Chapter 7 of 11
Chapter 5 - Transformers & LLMs: Attention Changed Everything
The Crux
For years, sequence modeling meant RNNs: process one word at a time, remember the past. It worked, but it was slow and forgot long-range dependencies. Then transformers arrived: process everything in parallel, use attention to find what matters. This architecture unlocked LLMs, changed NLP, and is spreading to images, video, and more.
Why Attention Beats Recurrence
The RNN Problem
RNNs process sequences step-by-step:
h₁ = f(x₁, h₀)
h₂ = f(x₂, h₁)
h₃ = f(x₃, h₂)
...
Hidden state h carries information forward. To access word 1 when at word 100, information must survive 99 steps of computation. It doesn't.
Problems:
- Sequential processing: Can't parallelize. Slow.
- Vanishing gradients: Long-range dependencies get lost.
- Fixed-size bottleneck:
hmust encode everything.
The Attention Solution
Instead of forcing information through a sequential bottleneck, let every position attend to every other position directly.
Processing word 100? Look back at all 99 previous words, figure out which are relevant, and pull information from them.
Key Idea: Attention is a learned, differentiable lookup table.
- Query: "What am I looking for?"
- Keys: "What does each position offer?"
- Values: "What information does each position have?"
Compute similarity between query and all keys, use that to weight values.

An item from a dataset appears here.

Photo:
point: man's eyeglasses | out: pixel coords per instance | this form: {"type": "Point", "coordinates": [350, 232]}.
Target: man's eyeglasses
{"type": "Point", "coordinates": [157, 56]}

Attention(Q, K, V) = softmax(QKᵀ / √d) V
Intuition:
- Q·Kᵀ measures "how relevant is each position?"
- Softmax converts to probabilities
- Multiply by V to get weighted sum of relevant info
Why It Wins
Parallelization: All attention operations are matrix multiplies. GPUs love this. Training is 10x-100x faster than RNNs.
Long-range dependencies: Word 100 can directly attend to word 1. No vanishing gradients through 99 steps.
Flexibility: Attention weights are learned. The model decides what's important.